Bruce Schneier gave a speech of how human psychology affects computer security. Very true as security software is often too cumbersome to use. Email encryption is still not common place while SSL as an end-to-end encryption is. It’s easy to use and people have been trained to look for that little golden padlock in the corner before entering their credit-card. Yet I feel that there are a couple of things that could be done to encourage people to pay more attention when it comes to computer security related things. In my opinion this isn’t happening because:

  1. Most people are good and assume that other people are good too. They hold the door open for the guy that left his badge in the car, they click on the “cool link”, they open email that looks like it might be from someone important.
  2. Most people see security problems as something that happens to someone else.
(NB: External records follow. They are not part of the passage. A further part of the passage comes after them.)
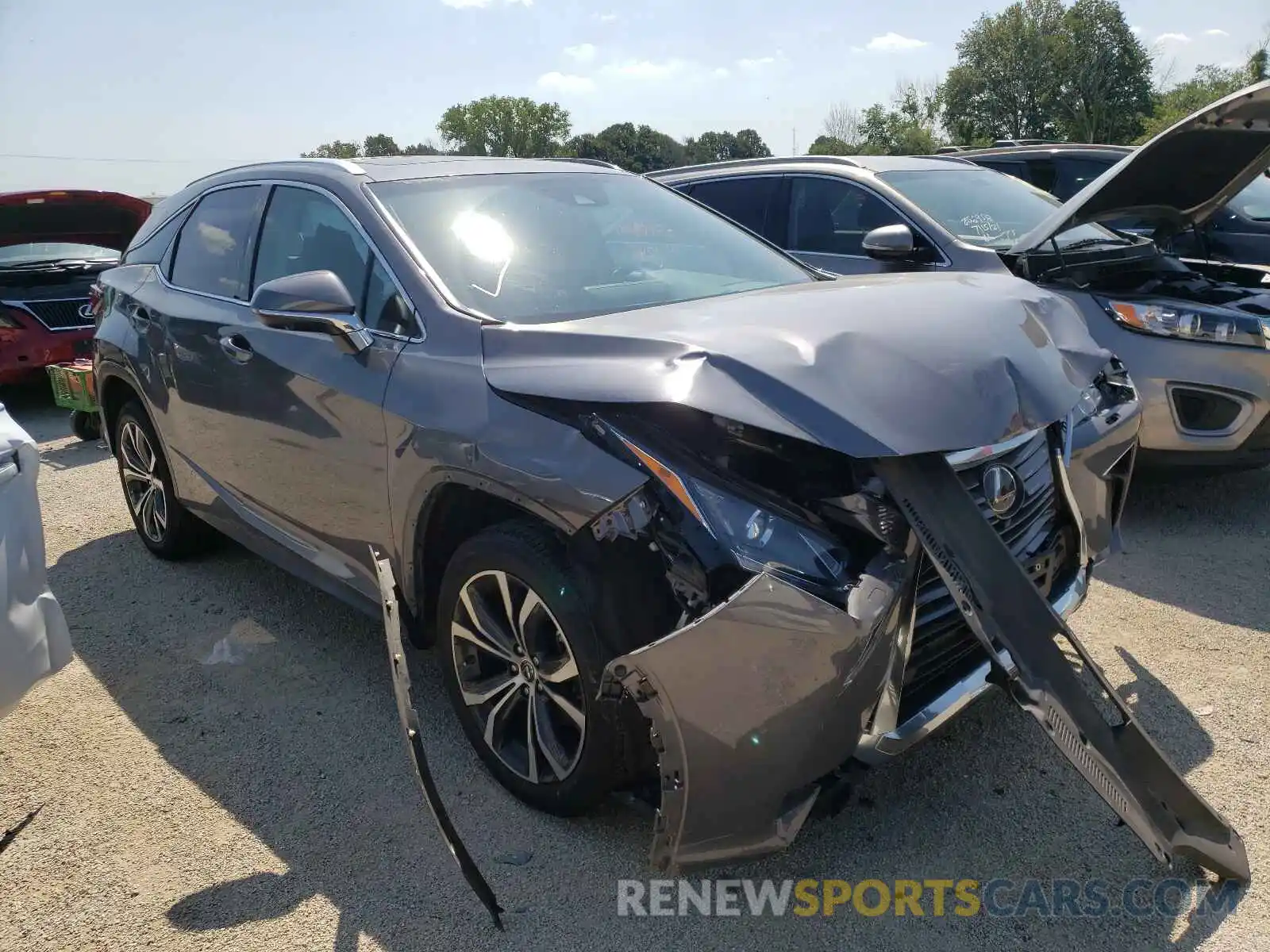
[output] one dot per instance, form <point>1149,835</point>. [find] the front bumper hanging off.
<point>766,695</point>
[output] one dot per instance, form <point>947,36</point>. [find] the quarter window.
<point>743,200</point>
<point>384,308</point>
<point>211,248</point>
<point>305,232</point>
<point>831,216</point>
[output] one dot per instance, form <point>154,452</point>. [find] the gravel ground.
<point>268,804</point>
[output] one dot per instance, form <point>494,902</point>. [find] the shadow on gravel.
<point>1223,577</point>
<point>294,733</point>
<point>78,454</point>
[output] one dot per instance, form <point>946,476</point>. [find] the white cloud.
<point>660,70</point>
<point>645,69</point>
<point>565,83</point>
<point>891,44</point>
<point>482,4</point>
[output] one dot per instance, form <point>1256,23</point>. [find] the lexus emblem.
<point>1003,489</point>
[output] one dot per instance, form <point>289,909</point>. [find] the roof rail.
<point>762,160</point>
<point>346,164</point>
<point>579,159</point>
<point>946,158</point>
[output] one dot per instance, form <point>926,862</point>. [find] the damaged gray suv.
<point>672,505</point>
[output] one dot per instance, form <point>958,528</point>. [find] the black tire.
<point>610,746</point>
<point>167,528</point>
<point>87,425</point>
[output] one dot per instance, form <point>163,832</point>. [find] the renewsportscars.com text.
<point>962,898</point>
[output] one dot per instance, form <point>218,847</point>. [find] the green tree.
<point>722,146</point>
<point>637,149</point>
<point>506,126</point>
<point>1003,84</point>
<point>1210,84</point>
<point>829,145</point>
<point>380,145</point>
<point>1104,75</point>
<point>334,150</point>
<point>908,126</point>
<point>1039,70</point>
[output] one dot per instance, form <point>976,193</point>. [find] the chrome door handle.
<point>237,348</point>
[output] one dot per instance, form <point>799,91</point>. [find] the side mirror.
<point>891,243</point>
<point>315,302</point>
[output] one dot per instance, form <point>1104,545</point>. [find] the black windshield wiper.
<point>59,264</point>
<point>1091,243</point>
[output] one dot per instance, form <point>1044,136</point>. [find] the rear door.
<point>311,455</point>
<point>201,300</point>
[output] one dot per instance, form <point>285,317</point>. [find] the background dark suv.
<point>1238,232</point>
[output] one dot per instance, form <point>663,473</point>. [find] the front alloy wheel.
<point>518,677</point>
<point>143,486</point>
<point>522,657</point>
<point>163,524</point>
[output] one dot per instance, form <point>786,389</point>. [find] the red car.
<point>52,247</point>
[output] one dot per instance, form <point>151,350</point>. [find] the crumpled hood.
<point>874,366</point>
<point>1180,177</point>
<point>106,219</point>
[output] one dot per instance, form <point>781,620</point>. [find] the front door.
<point>829,219</point>
<point>311,456</point>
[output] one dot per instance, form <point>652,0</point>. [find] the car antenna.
<point>410,727</point>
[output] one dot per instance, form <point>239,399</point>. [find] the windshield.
<point>1254,201</point>
<point>984,207</point>
<point>52,251</point>
<point>531,248</point>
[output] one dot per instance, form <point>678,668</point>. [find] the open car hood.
<point>1180,177</point>
<point>106,219</point>
<point>876,366</point>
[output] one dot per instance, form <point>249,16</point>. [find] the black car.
<point>1237,232</point>
<point>672,505</point>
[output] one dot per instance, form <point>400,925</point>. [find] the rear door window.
<point>211,251</point>
<point>743,200</point>
<point>832,216</point>
<point>1075,175</point>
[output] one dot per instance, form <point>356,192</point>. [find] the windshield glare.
<point>1254,201</point>
<point>52,251</point>
<point>533,248</point>
<point>984,207</point>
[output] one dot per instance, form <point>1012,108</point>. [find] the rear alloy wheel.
<point>164,524</point>
<point>522,663</point>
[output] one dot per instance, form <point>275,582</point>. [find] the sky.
<point>146,95</point>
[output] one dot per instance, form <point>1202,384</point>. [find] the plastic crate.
<point>74,385</point>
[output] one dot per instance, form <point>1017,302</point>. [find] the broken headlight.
<point>764,541</point>
<point>759,539</point>
<point>1170,319</point>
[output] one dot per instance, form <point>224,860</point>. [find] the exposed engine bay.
<point>1143,271</point>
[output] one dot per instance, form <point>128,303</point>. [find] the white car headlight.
<point>1172,319</point>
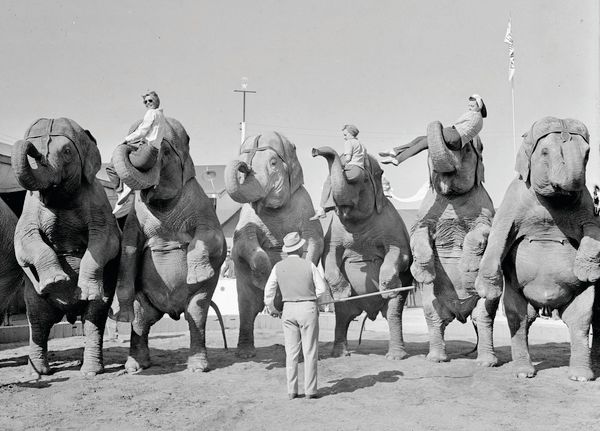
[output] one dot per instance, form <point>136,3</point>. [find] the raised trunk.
<point>343,193</point>
<point>241,184</point>
<point>39,178</point>
<point>134,178</point>
<point>443,159</point>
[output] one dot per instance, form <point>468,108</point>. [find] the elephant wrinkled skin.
<point>267,178</point>
<point>366,250</point>
<point>66,235</point>
<point>172,251</point>
<point>448,240</point>
<point>545,242</point>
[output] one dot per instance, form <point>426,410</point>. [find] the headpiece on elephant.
<point>540,129</point>
<point>177,138</point>
<point>374,174</point>
<point>42,130</point>
<point>284,149</point>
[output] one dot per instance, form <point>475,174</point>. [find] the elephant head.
<point>355,202</point>
<point>267,171</point>
<point>453,172</point>
<point>553,157</point>
<point>164,181</point>
<point>55,157</point>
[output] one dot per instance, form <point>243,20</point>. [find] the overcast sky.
<point>390,67</point>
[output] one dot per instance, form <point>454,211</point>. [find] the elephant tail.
<point>220,317</point>
<point>362,327</point>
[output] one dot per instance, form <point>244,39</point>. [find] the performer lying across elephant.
<point>173,248</point>
<point>448,240</point>
<point>66,235</point>
<point>267,178</point>
<point>545,242</point>
<point>366,250</point>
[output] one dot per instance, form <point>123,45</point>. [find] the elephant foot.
<point>246,352</point>
<point>486,360</point>
<point>50,279</point>
<point>90,370</point>
<point>199,273</point>
<point>581,374</point>
<point>133,366</point>
<point>524,370</point>
<point>339,349</point>
<point>437,356</point>
<point>37,369</point>
<point>396,354</point>
<point>122,312</point>
<point>198,362</point>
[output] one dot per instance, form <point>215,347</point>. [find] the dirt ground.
<point>359,392</point>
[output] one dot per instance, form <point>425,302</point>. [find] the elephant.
<point>66,237</point>
<point>545,243</point>
<point>447,242</point>
<point>366,250</point>
<point>172,249</point>
<point>268,179</point>
<point>12,277</point>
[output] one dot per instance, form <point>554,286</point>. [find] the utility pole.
<point>243,91</point>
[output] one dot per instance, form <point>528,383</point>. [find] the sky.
<point>390,67</point>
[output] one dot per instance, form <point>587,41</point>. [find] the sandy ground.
<point>359,392</point>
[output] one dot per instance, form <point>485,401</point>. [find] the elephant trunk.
<point>341,190</point>
<point>241,183</point>
<point>129,174</point>
<point>568,172</point>
<point>443,159</point>
<point>40,178</point>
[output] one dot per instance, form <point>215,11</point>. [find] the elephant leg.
<point>344,313</point>
<point>577,315</point>
<point>393,314</point>
<point>196,314</point>
<point>205,244</point>
<point>483,316</point>
<point>94,323</point>
<point>437,317</point>
<point>145,316</point>
<point>520,315</point>
<point>41,316</point>
<point>250,303</point>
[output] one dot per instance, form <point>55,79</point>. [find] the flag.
<point>511,51</point>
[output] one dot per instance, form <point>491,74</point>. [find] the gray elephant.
<point>66,235</point>
<point>268,179</point>
<point>12,277</point>
<point>366,250</point>
<point>172,251</point>
<point>545,242</point>
<point>447,242</point>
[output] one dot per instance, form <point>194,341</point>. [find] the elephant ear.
<point>90,156</point>
<point>177,136</point>
<point>375,173</point>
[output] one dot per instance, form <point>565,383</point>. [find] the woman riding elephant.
<point>366,250</point>
<point>173,248</point>
<point>66,235</point>
<point>268,179</point>
<point>448,240</point>
<point>545,243</point>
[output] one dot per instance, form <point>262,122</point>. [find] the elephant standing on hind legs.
<point>447,242</point>
<point>173,248</point>
<point>66,235</point>
<point>267,178</point>
<point>366,250</point>
<point>545,243</point>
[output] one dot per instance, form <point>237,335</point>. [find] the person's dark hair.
<point>483,109</point>
<point>352,129</point>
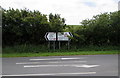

Most breaches are never publicized, some publicized breaches are so huge (millions of credit card number copied – yet nothing happens to them or anybody they know) – this enhances the belief in the low likelihood of problems. We feel save in a crowd.
  3. Most people believe they know what they are doing. Some other people are pretty learning-resistant when it comes to computers. I’ve heard some stories from companies in which the IT-staff is supposed to do user-training as well in addition to the external training the people received in the beginning (try to get accounting to explain to you over and over again how to file reimbursement claims). Maybe we really need a computer-drivers-test, but then again drunk driving can kill people while drunk computing can not.
  4. People get bored. Cry Wolf too often, ask a person to be careful too many times in the face of a relatively low-probability event and they become trained to click “Yes, I’m sure.” (This will be interesting with Windows Vista) We are constantly bombarded with awareness-programs which makes the IT-security awareness compete with many other awareness-programs.
  5. There is no incentive. Most people (employees) don’t face consequences when their PC is infected or the company database gets stolen. People have the neighbors kid come over to remove all the spyware from the machine and so on. Avoidable security problems like spyware turn into a “car maintenance problem”.

I think on the incentive side there is a lot that can be done. In the industry a lot experience has been gained with safety incentive programs to reduce accidents. I found a study cited on a website where it states that the reinforcing safe of acts “removes the unwanted side effects with discipline and the use of penalties; it increases the employees’ job satisfaction; it enhances the relationship between the supervisor and employees” (McAfee and Winn 1989). Properly designed incentives have the approval of the people to whom they are addressed, and are often preferred to other forms of safety motivation such as laws and policing. Probably some incentives could be created to educate the users and teach them safer computer practices. For example, to make people think more carefully about following links in email (phishing!) one could send fake phishing emails; if the user clicks on a link he gets on a page that informs him that this could have been trap and to always enter the URL directly into the browser address bar. It’s possible to track who clicked and who didn’t with specially crafted URLs in the emails. Similar things could be done with harmless executable attachments. I think this is a direction that should be pursued.